今にも爪を噛み始めそうな様子の殺気立った吉良さんの様子に、さすがになまえも自分がとんでもない過ちを犯した事を自覚するしかありません。こんな、誰も面白くない嘘なんてつくべきではなかったのです。しかしいくらそう思ったところで、時は既に遅く……。


「ああ……!!苛々が収まらない……!凄く不快なんだがわたしはこの気分をどうしたらいいんだ……?」
「……私のせいです。私に責任があります。何でもいう事を聞きます……」
「そういう問題じゃあない……!」
「っ……」


自分でも制御不能な苛立ちに精神を掻き乱されるこのしんどさは、吉良さんが大層嫌う感覚でした。爪は異様なスピードで伸び、いよいよもって我慢の限界を迎えてしまったようです。
ピタリと動かなくなった吉良さんの眼差しは虚ろで、どこを見ているのか分からない不気味さがあります。先程までの荒れた様子とは一転、突然さざ波のように静かになった口調で彼は言います。

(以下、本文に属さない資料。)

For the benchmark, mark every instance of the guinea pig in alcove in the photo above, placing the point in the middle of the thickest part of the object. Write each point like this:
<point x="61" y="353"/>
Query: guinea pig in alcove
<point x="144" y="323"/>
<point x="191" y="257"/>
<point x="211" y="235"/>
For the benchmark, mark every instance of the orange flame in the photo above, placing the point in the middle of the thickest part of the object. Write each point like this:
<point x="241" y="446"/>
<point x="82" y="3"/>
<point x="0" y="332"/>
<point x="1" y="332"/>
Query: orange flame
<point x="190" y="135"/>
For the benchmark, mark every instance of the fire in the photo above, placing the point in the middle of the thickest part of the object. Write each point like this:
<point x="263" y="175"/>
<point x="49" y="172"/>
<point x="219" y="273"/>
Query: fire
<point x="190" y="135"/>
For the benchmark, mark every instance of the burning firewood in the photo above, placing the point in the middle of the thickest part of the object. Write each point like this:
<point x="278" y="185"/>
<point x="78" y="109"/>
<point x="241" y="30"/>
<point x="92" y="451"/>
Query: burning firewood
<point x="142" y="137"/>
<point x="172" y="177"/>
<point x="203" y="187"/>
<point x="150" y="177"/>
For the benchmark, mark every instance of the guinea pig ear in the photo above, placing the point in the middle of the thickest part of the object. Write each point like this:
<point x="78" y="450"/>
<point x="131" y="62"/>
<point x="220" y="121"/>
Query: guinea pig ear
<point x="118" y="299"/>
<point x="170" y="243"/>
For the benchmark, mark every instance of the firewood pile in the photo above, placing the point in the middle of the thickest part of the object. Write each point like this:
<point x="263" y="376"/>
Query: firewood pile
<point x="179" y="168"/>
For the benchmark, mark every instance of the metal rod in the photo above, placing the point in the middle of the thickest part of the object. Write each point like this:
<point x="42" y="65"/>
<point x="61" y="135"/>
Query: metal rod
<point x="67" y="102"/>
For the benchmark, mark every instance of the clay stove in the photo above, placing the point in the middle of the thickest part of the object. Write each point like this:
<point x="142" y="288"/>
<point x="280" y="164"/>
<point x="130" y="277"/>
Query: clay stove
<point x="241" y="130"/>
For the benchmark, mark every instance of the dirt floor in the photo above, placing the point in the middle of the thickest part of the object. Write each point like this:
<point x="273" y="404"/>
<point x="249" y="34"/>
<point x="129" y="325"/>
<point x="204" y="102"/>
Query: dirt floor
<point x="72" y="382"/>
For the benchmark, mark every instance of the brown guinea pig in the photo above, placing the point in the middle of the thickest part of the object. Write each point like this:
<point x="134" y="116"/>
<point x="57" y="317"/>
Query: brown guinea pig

「……これはもう無理だ。しばらくわたしは外出してくる。きみはくれぐれもいい子で待っていろ。二度とこんな事しないように反省していればいい」
「……!!!」


許容量を超えた苛立ちに対して吉良さんが出した答えは、他害。冷えた目をした吉良さんは完全に人殺しのスイッチが入ってしまって戻ってきそうにありません。
苛立ちをまさかなまえにぶつける訳にもいかず、だからといって我慢も出来そうになかった吉良さんは、全くの赤の他人をいたぶってくる事で気分を晴らそうとしているのです。まさかこんな取り返しのつかない事にまでなるなんて、誰が想像したでしょう?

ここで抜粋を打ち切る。